Trump Administration’s Redefinition of Poverty Could Shrink Social Services
“This policy would, over time, cut or take away entirely food assistance, health and other forms of basic assistance from millions of people who struggle to put food on the table, keep a roof over their heads and see a doctor when they need to.”
The Trump administration is proposing changes to the way poverty is calculated that analysts believe would result in fewer benefits for millions of poor Americans.
The proposal by the Office of Management and Budget would change the official definition of poverty by modifying the calculation the Census Bureau uses to determine the size of America’s poor population. Poverty is currently defined in America as “three times the subsistence food budget” for a family of a given size, using a basic diet established in 1963 with data from the 1955 Household consumption survey. In 2019, the poverty line for a family of four is $25,750.
As Vox’s Dylan Mathews points out, “It’s worth dwelling on this for a minute. The way we measure poverty is based on a 58-year-old analysis of 64-year-old data on food consumption, with no changes other than adjusting the poverty line for inflation.”
Effort to ‘Cut Spending’ or Adjust an Outdated System?
Both the George W. Bush and Obama administrations sought to modify the Official Poverty Measure (OPM), with many economists supporting their attempted updates. The Washington Post’s editorial board, for example, supports an updated metric, but claims the Trump administration’s initiative “looks very much like an effort to cut spending on programs for the poor that the Trump administration would be unable to reduce through legislation.”
The Office of Management and Budget’s proposal to change the OPM is in a stage of “request for comment,” and supporters of the measure say it is not focused on hurting poor people, but on adjusting an outdated system. A senior administration official told the New York Times, “Our knowledge about inflation has increased substantially since that time, so it is worth re-evaluating.”
Skeptics of the Trump administration’s alleged neutrality point to its previous actions regarding the social safety net.
The administration released its third budget proposal in March, which included at least $500 billion in cuts to Medicare, structural programs to Medicaid that would significantly shrink its funding, and huge cuts to food stamps, public housing, student loan aid, and the Women, Infants, and Children (WIC) program, among other non-defense programs. The White House is also pushing for stricter work requirements for federal aid recipients.
The Office of Management and Budget is currently headed by Russell T. Vought, a conservative and a supporter of reducing federal aid. The budget office recently planned to cut funding for the Special Olympics until President Trump intervened after public outcry.
New Measuring System Could Lower Number of Americans Eligible for Social Services
Analysts believe the Trump administration will choose a measuring system that shrinks the pool of Americans eligible for social services, such as the Chained Consumer Price Index (CPI).
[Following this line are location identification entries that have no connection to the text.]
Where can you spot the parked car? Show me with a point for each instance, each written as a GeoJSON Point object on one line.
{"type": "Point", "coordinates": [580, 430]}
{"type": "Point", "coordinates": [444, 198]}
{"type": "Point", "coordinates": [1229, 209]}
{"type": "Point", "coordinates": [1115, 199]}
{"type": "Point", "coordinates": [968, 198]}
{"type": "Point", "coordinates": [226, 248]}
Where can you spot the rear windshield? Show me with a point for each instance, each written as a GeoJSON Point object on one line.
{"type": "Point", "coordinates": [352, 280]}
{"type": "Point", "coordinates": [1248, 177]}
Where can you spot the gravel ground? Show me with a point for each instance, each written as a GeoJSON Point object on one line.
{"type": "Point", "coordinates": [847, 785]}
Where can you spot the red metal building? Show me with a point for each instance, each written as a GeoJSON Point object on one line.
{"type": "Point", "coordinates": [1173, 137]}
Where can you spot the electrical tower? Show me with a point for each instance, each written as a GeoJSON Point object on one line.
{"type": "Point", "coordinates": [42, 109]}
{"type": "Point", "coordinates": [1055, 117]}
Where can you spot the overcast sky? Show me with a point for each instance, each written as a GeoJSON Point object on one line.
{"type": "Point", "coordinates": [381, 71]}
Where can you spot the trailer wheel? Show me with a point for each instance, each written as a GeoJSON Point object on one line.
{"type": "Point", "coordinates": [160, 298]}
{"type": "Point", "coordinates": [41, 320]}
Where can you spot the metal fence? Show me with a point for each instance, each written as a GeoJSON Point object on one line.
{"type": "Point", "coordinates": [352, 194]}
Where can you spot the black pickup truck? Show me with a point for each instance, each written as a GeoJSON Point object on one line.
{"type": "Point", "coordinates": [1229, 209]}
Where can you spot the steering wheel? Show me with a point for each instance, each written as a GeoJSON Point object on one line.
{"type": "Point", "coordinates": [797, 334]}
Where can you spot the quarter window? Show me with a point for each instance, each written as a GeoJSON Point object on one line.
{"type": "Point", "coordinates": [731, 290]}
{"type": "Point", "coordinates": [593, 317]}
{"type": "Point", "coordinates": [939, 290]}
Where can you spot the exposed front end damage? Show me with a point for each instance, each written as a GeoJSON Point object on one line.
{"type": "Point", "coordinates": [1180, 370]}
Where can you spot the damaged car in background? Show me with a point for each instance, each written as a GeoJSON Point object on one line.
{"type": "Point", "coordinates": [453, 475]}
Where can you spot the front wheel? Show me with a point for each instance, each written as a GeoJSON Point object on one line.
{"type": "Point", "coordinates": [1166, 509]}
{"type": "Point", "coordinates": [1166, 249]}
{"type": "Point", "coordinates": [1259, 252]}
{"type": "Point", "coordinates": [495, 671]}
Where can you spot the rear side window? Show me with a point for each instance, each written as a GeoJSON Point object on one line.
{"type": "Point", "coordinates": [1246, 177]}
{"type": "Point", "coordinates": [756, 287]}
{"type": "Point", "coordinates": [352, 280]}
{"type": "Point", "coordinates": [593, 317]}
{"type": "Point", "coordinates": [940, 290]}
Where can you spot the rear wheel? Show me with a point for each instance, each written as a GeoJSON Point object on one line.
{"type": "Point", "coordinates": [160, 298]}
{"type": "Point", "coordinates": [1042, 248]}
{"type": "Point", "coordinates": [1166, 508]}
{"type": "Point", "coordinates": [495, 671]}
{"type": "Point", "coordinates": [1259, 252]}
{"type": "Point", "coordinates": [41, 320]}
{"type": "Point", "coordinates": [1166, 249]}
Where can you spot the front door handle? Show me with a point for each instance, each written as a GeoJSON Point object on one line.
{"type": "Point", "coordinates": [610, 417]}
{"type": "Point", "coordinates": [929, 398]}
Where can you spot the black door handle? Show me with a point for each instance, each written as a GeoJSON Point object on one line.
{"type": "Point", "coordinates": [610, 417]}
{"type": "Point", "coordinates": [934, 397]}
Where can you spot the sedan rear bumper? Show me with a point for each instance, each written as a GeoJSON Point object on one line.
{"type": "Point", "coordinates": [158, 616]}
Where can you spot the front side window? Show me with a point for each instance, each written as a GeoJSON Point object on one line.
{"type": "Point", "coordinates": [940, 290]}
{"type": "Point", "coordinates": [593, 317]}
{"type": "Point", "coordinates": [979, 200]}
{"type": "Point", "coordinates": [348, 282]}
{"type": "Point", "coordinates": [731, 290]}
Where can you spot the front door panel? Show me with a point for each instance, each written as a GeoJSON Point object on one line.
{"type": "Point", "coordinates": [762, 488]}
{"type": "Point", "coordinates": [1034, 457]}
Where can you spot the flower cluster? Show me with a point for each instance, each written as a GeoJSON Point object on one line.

The Chained CPI “assumes that as the prices of goods go up, individuals substitute less expensive items, thereby reducing their overall expenses,” as explained by NPR. While this is the metric Bush, Obama and the Washington Post’s editorial board support, its selective application without updates to social programs could cut benefits for American families on the poverty line.
“This policy would, over time, cut or take away entirely food assistance, health and other forms of basic assistance from millions of people who struggle to put food on the table, keep a roof over their heads and see a doctor when they need to,” Sharon Parrott, a senior fellow at the Center on Budget and Policy Priorities, told the New York Times.
“Simply switching to a lower inflation measure would likely make the poverty line less realistic over time, rather than more accurate, in measuring what families need to get by,” Parrott said.
It would take several years for the Trump administration’s change to seriously impact social services, but the move could influence the public debate about the meaning of poverty.
Dutch Historian Rutger Bregman, who rose to prominence after his scathing speech to the Davos economic forum went viral and from his heated, unaired interview with Fox News host Tucker Carlson, is one of the major voices seeking to reshape societal conceptions of poverty.
Poverty Could Lower IQ
Bregman argues poverty diminishes health and psychological well being, and that societies would benefit by totally relinquishing it with a universal basic income. He points to the work of Princeton psychologist Eldar Shafir and Harvard economist Sendhil Mullainathan, who found that the “scarcity mentality” found in poor people focuses the brain on short-term, survival-oriented thinking and shrinks IQ in the process. “Our effects correspond to between 13 and 14 IQ points. That’s comparable to losing a night’s sleep or the effects of alcoholism,” explained Shafir.
A 2013 report from the Educational Testing Service found the economic and educational cost of child poverty in the U.S. to be $500 billion a year, with the U.S. having the second highest child poverty rate of the world’s 35 richest countries.
Many Americans view job growth as the solution to poverty, but despite the current period of economic growth and low unemployment, millions of employed Americans remain under the official poverty line. As commentators from Hedge Fund billionaire Ray Dalio to Nobel Prize-winning economist Joseph Stiglitz warn, extreme inequality is at the heart of America’s political polarization. If solutions to poverty aren’t offered by incoming officials, the country will continue to slide into the dangers of populism.